Luckily, we have some data that includes the *timing* of our measurements. We know that we should only be adjusting for factors that were measured *prior to the exposure* (i.e., we want to adjust for proteinuria at *baseline* not at *follow-up*). Let's look at the time varying dataset:

```{r}
causal_collider_time
```

Let's suppose we still erroneously think proteinuria is a confounder, but we carefully only adjust for it at baseline. Let's begin by examining balance.

```{r}
causal_collider_time |>
  summarise(cor(exposure_baseline, covariate_baseline))
```

We still observe a positive relationship greater than our rule of thumb (|0.1|). Now let's create our propensity score weights.

```{r}
denominator_model <- lm(
  exposure_baseline ~ covariate_baseline, 
  data = causal_collider_time
)

denominators <- causal_collider_time %>% 
  mutate(
    propensity_score = predict(denominator_model),
    denominator = dnorm(
      exposure_baseline, 
      propensity_score, 
      sigma(denominator_model)
    )) %>% 
  pull(denominator) 

numerator_model <- lm(
  exposure_baseline ~ 1, 
  data = causal_collider_time
)

numerators <- causal_collider_time %>% 
  mutate(
    mean_exposure = predict(numerator_model),
    numerator = dnorm(
      exposure_baseline, 
      mean_exposure, 
      sigma(numerator_model)
    )) %>% 
  pull(numerator) 

causal_collider_wts <- causal_collider_time %>% 
  mutate(swts = numerators / denominators)
```

We can again examine the distribution of these weights:

```{r}
#| label: wts-2
ggplot(causal_collider_wts, aes(x = swts)) + 
  geom_histogram(bins = 30)
```

We can then examine the weighted correlation to assess balance the balance after incorporating the propensity score weight.


```{r}
causal_collider_wts |>
  summarise(
    exposure_w = sum(swts * exposure_baseline) / sum(swts),
    covariate_w = sum(swts * covariate_baseline) / sum(swts),
    numerator = sum(swts * (exposure_baseline - exposure_w) * (covariate_baseline - covariate_w)),
    denom = sqrt(sum(swts * (exposure_baseline - exposure_w)^2) * sum(swts * (covariate_baseline - covariate_w)^2)),
    weighted_cor = numerator/denom
  ) |>
  select(weighted_cor)
```
Great! We have acheived balance (i.e., the weighted correlation is less than the rule of thumb, |0.1|).

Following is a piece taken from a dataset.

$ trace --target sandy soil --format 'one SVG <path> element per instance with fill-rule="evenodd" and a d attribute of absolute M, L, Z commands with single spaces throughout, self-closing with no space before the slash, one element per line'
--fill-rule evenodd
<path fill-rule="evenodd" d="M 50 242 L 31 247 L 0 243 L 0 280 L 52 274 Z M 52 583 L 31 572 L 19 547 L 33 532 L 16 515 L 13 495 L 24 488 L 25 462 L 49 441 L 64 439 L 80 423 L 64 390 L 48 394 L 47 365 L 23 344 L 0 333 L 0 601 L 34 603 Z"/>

Now that we have assessed balance, let's fit our outcome model and estimate the average treatment effect of sodium intake on systolic blood pressure. Note that we are careful to use the *follow-up* measurement for the outcome.

```{r}
lm(outcome_followup ~ exposure_baseline, data = causal_collider_wts, weight = swts)
```

And wonderful! Even though we *erroneously* adjusted for proteinuria (it is not actually a confounder!), since it was the *baseline* measurement, we no longer induced collider bias.